Algunos alegarán que estos hechos no son nuevos y qua han caracterizado la historia de la humanidad. Lo nuevo, empero, no es la constatación de estos hechos sino su creciente visibilidad y publicidad las cuales hieren la sensibilidad de los ciudadanos que exigen a los profesionales de la política que sus actos sean conformes con la ética que predican Una cosa es la condena a los actos de los políticos corruptos y otra el rechazo a la política. En realidad, las múltiples manifestaciones ciudadanas que perturban el orden del establecimiento son un claro indicio de su politización así se vean afectadas dichas manifestaciones por la erosión del capital de confianza causada por los comportamientos de sus representantes y la crisis de los mecanismos de integración a la vida política
El rechazo a la crisis de representación que está en la base de la agitación ciudadana se evidencia en una movilización creciente que, a su vez, ha dado lugar a respuestas autoritarias envueltas en un populismo que agita las emociones y obnubila la razón, aproximándose a prácticas cercanas al fascismo que se conoció en los años treinta y cuarenta del siglo pasado. ¿No decía acaso Mussolini que “el fascismo, además de ser un sistema de gobierno, es también y, ante todo, un modo de pensar”? Un modo de pensar abiertamente antiliberal.
¿Qué hacer entonces para contrarrestar los embates autoritarios, antiliberales y antidemocráticos?
A este respecto la ideología democrática liberal tiene dos respuestas.

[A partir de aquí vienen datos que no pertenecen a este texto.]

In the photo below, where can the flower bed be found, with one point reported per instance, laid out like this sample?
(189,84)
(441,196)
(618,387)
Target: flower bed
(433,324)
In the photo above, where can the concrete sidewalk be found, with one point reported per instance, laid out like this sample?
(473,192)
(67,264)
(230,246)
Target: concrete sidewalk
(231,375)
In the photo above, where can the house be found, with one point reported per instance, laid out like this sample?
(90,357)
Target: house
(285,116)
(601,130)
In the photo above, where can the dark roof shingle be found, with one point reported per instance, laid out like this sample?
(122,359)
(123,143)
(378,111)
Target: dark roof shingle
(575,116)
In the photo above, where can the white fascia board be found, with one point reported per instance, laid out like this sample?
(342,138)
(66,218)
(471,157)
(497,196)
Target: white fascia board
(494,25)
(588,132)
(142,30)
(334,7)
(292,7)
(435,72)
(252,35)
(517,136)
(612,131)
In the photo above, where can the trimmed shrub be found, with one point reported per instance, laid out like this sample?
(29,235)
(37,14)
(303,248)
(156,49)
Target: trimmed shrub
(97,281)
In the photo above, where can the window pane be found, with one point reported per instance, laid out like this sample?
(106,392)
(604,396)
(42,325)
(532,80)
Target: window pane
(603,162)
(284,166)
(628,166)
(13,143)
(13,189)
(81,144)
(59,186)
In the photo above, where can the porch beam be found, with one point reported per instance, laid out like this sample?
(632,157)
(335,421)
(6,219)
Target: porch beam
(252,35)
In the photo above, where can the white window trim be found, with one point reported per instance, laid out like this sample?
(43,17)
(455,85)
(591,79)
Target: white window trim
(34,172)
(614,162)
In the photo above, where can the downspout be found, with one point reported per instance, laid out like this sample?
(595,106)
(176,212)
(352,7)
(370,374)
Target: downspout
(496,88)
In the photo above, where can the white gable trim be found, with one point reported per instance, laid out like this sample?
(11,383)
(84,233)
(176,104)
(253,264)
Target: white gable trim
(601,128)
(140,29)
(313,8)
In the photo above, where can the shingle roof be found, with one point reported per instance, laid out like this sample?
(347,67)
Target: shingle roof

En primer lugar y para fortalecer un espíritu cívico que regenere el vínculo político que da lugar a una comunidad política democrática, mantener un Estado de derecho que encuadre el ejercicio de la política e impida a los representantes elegidos a liberarse de las normas que fundan su poder. Y, en segundo lugar, restablecer el sistema de contrapesos a fin de allanar el camino a una concepción más exigente de democracia, de transparencia y de rendición de cuentas, teniendo siempre presente el lema de Lord Acton: “El poder corrompe y el poder absoluto corrompe absolutamente”.